Everybody in the room was getting anxious as the captain spoke. They knew he was right. They also knew that they really didn’t have anything to go on. They were completely stumped. Nobody likes being made the fool, and Mr. Smith was making a fool of them all.
“First of all,” Ben said, “we have to get the girl, and we have to find her next of kin. Once we have the body, maybe forensics can find something for us to go on. As for Special Agent Smythe, you’re right. He’s probably dead. But we need to consider him missing and approach it as if he’s still alive. I hate saying it, but this guy seems to have a penchant for torture. Smythe may still be alive, and we need to approach it like that. Also, it seems to me that the FBI will want to handle that internally. As for the public, they’ll just have to wait like the rest of us. They aren’t any more upset by this guy than we are. If they want a head on the chopping block, they can have mine. It seems like my head has taken up residency there anyway.”
“What about the feds taking over the case as Cheryl indicated?” Willie Mason asked? “We could be running around for nothing. And I, for one, don’t like the idea of working my ass off only to give everything over to someone else, especially them.”

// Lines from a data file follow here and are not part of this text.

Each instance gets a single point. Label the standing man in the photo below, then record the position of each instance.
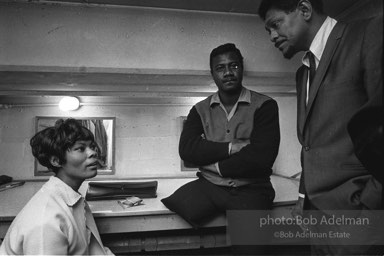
(341, 74)
(233, 136)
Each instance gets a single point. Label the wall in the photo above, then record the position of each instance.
(146, 138)
(122, 37)
(83, 36)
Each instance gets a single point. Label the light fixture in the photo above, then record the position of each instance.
(69, 103)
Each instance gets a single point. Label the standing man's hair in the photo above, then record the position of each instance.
(228, 47)
(287, 6)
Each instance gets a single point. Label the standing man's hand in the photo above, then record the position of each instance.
(237, 145)
(298, 213)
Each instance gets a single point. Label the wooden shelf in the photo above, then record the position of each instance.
(33, 84)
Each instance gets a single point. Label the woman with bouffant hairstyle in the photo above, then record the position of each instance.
(57, 220)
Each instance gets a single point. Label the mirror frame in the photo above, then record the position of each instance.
(40, 170)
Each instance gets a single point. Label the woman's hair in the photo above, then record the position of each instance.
(57, 140)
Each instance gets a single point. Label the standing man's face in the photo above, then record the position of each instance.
(286, 30)
(227, 72)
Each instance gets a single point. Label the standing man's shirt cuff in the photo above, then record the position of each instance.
(218, 169)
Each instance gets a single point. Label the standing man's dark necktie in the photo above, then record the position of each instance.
(311, 71)
(312, 67)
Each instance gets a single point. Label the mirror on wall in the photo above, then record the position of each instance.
(103, 128)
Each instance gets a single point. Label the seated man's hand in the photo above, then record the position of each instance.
(298, 212)
(237, 145)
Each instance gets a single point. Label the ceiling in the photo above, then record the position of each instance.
(332, 7)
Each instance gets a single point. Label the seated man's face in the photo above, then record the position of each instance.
(227, 72)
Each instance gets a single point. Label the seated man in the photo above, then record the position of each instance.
(233, 136)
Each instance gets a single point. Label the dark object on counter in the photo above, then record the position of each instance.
(5, 179)
(104, 190)
(11, 184)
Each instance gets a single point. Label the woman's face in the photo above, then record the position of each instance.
(81, 162)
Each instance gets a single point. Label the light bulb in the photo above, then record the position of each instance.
(69, 103)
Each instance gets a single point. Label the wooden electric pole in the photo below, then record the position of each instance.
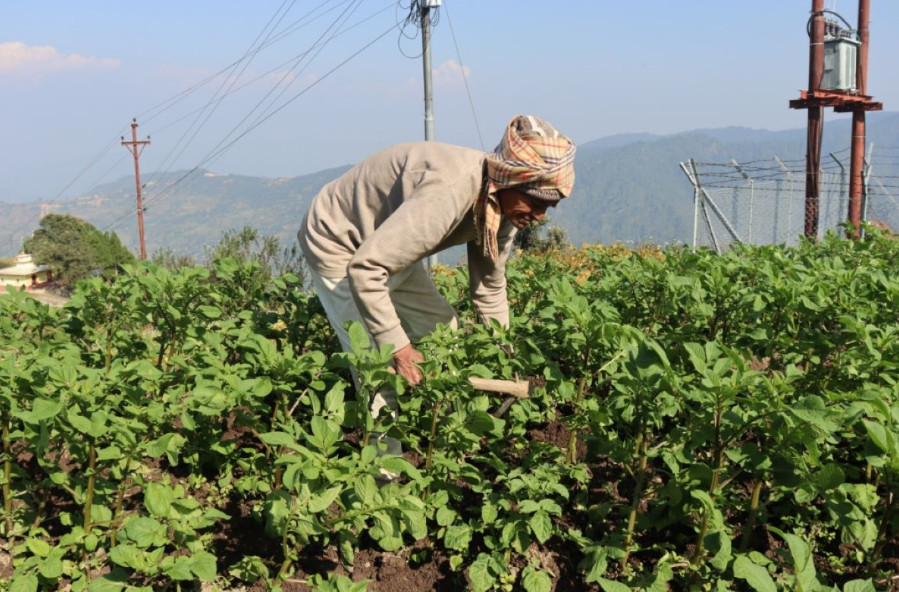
(136, 147)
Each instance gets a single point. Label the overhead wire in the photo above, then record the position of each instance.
(223, 146)
(464, 76)
(216, 150)
(228, 82)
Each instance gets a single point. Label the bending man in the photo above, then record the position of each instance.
(366, 233)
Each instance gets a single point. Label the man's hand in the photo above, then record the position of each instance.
(406, 360)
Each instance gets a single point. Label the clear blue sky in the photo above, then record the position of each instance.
(74, 74)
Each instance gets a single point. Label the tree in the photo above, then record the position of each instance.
(247, 245)
(530, 239)
(74, 249)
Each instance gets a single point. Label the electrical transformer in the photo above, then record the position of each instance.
(840, 54)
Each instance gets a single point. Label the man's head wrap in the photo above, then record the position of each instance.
(532, 157)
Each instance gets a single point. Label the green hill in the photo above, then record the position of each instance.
(629, 188)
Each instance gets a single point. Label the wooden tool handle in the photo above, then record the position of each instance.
(520, 389)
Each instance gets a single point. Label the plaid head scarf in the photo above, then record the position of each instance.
(532, 157)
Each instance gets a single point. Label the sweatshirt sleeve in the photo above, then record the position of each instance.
(488, 278)
(413, 231)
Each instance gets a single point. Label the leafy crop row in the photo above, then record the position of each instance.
(721, 422)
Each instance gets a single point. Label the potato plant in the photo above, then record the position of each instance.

“Two things,” Ben replied. “First, the feds haven’t taken over this case just yet. No offense, Walter. So until they do, it’s up to us to keep doing our job as we have been. Second, I don’t think the feds will take over. I say that because Mr. Smith won’t let it happen. He said as much in the letter. Oh, they may try, and I know he said I’m supposed to keep it from happening, but he’s already thought about it, and I think he’ll interfere with their attempt. For now let’s just do our jobs as we have been.”
Everybody was listening to Ben’s words as if they came from on high. It didn’t dawn on him until just then that everybody was looking to him for answers. They hadn’t placed him in a leadership role, and he didn’t know when the transformation had taken place. For the first time since this case started, Ben actually believed that he was in charge. Not because Mr. Smith had put him there, but because his peers had. He felt strong and confident. He wondered just how long that was going to last.